Timmins Gold adjusts to lower metal prices

The San Francisco open-pit gold mine in Sonora State, Mexico, in 2011. Source: Timmins GoldThe San Francisco open-pit gold mine in Sonora State, Mexico, in 2011. Source: Timmins Gold

VANCOUVER — Timmins Gold (TSX: TMM; NYSE-Arca: TGD) is striving for operational stability at its San Francisco open-pit gold mine in Sonora state, Mexico. The company announced cost-saving measures in April 2012 and has shown consistent operational improvements, with San Francisco recording a 19% year-on-year jump in production during the second quarter.

Just over a year ago Timmins aimed to control operating costs during San Francisco’s ramp-up, which should see the mine running at 24,000 tonnes per day by October. The company renegotiated its mining contracts and locked down a four-year cyanide-supply arrangement at US$3.50 per kg. Timmins was aiming for a US$50 per oz. drop in average cash costs.

Operations have definitely improved for the company over the past year. Timmins reported record production during the second quarter at San Francisco. The mine cranked out 28,000 oz. gold, with mill throughput up from 1.3 million dry tonnes in the second-quarter of 2012 to 1.9 million tonnes in the past three months.

CEO Bruce Bragagnolo says that the benefits of stability were apparent and that production met expectations, while “the move to twelve-metre lifts from eight metres caused a slight delay in the number of ounces coming out of the leach pads — however, this has now stabilized.”

Since the drop in gold prices, Timmins has undertaken a second operational review to reduce spending and costs. Modifications include increasing throughput at the company’s crushing circuit by adding a larger crusher and screen for a $3-million investment. Timmins also installed a new carbon strip column in the quarter, and tacked on 25 hectares of new leach pads.
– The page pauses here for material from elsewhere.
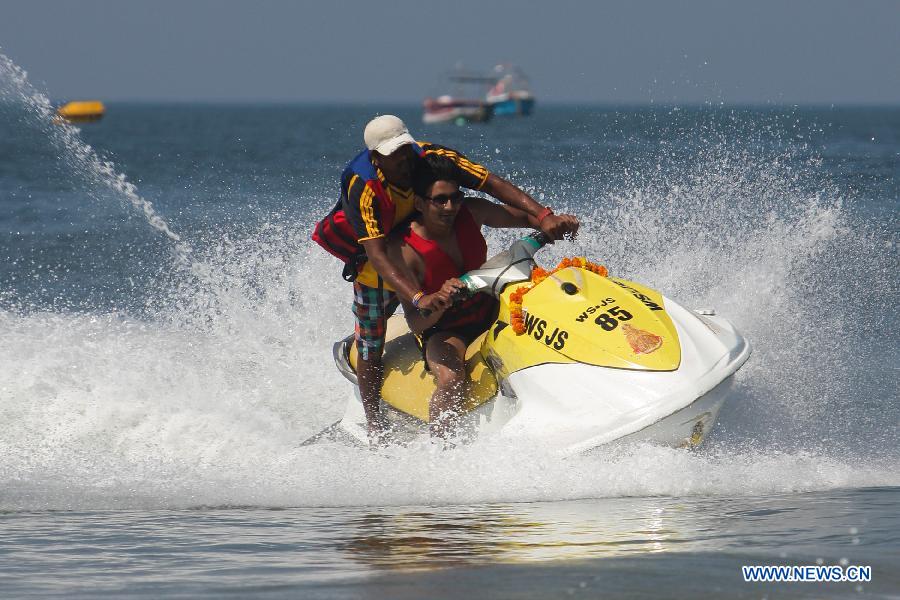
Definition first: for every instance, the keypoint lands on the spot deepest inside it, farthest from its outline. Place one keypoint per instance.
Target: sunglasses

The company may achieve its goal in regards to average cash costs. In mid-2012 Timmins was mining gold at San Francisco at around US$758 per oz. During the first quarter the company produced 28,000 oz. gold at cash costs of US$703 per oz. on a by-product basis, which resulted in a 150% earnings jump year-on-year to a quarterly record of US$14.3 million, or 10¢ per share.

Timmins is hard at work on a reserve and resource update at San Francisco, which the company expects to release in tandem with a new mine plan by September. Timmins has completed 207,000 metres of drilling at its San Francisco and La Chicharra pits, with drill highlights including 72 metres grading 1.6 grams gold per tonne from 187 metres depth in hole 3115, and 27 metres of 2.5 grams gold at 162 metres depth in hole 3052.

The company intends to use a base case of US$1,100 per oz. gold for its reserves and US$1,200 per oz. for its new mine plan. Timmins has also received crushing equipment on-site for the third stage of its planned expansion, which would bump mill throughput to 30,000 tonnes per day. The company has deferred more ramp-up at San Francisco until it finishes updating its mine plan. Timmins’ growth strategy aims to hit 125,000 to 130,000 oz. gold this year, at average cash costs between US$700 and US$750 per oz.

Timmins reported US$27 million in cash at the end of the first quarter, after earning US$22 million in cash from its operations.